The team will narrow down the proposed solution through research and testing. The final proposed solutions will be presented next semester (Spring 2021).
The teams next steps include the following which will be completed throughout the end of Fall 2020 and starting Spring 2021:
- Prep and test tailings for ICP-AES testing for next semester for fertilizer, phytoremediation/phytostabilization, and sea barriers
- The ICP-AES test will help the team identify what are in the tailings and if the tailings have to be augmented
- Run concrete compressive strength tests and allow for 28-day curing period
- Continue the growing and observing of plant growth test for fertilizer
- Particle size and shape distribution analysis for drilling mud
- Researching further on all solutions
- Updating decision matrix
- Updating risk identification and mitigation
These next steps were determined through research and advice from technical advisors.
Meet the Team
Zach is an Environmental Engineering student graduating in May 2021. His engineering interests include site remediation, hydrology, and water quality consulting. He has worked with Pioneer Technical Services, an environmental and civil engineering consulting firm in Butte, MT, the past three summers working on a variety of different projects. Surveying, material testing, surface and subsurface sampling, well development, and piezometers installation are some of the experiences that he has gained working for Pioneer the last few years. Zach is a member of the Mines men’s soccer team and enjoys skiing, basketball, and wakesurfing outside of his studies.
Billy is a Mechanical Engineering student graduating in May 2021 from Mines. His engineering interests include projects with a strong business component, using feedback from the field to improve projects, and ropeway technology. His most recent work experience was an internship with Pyxis AI, a start-up that is producing AI software for ski lift controls to make them safer. He also spent 2 summers working with the Lift Maintenance department at Vail Mountain. Outside of school, Billy enjoys skiing, golf, running, and watching his favorite sports teams.
Jasey is a senior graduating in Fall 2020 in Environmental Engineering. She was born and raised in Colorado. She has experience with passive water treatment and is particularly interested in sustainability, remediation, and renewable energy.

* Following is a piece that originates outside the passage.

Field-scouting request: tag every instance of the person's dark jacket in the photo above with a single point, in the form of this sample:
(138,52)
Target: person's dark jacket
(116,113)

Wyatt is an Environmental Engineering student with a minor in Engineering for Community Development graduating in May 2021. His engineering interests include sustainable design, environmental justice, and water quality consulting. His most recent project experience was working in collaboration with graduate students and professors from different universities on a National Science Foundation funded project looking at improving the water treatment process for artisanal and small-scale gold miners in Andes, Colombia. Outside of school, Wyatt enjoys running, basketball, soccer, and cooking.
Ashley is a Civil Engineering student with plans to pursue underground tunneling upon graduation. She has previous experience working for a tunneling company in San Diego, CA. In her Civil Materials class she worked on a project to test the plausibility of replacing the fine aggregates of concrete with tailings to understand how the compressive strength is affected. Outside of school she enjoys painting, camping, and spending time with friends and family.
Sean is a Senior Mechanical Engineering Student with an area of interest in automotive design. He has previous job experience in factory layouts, lean manufacturing, and part design working with Nutrien. He also has some experience working with the formula SAE team at Colorado School of Mines as well as class/lab experience working with engines. Sean will be graduating in Spring 2021 and will be looking for a job in Colorado. For extracurriculars, Sean loves climbing, hiking, and skiing in his free time.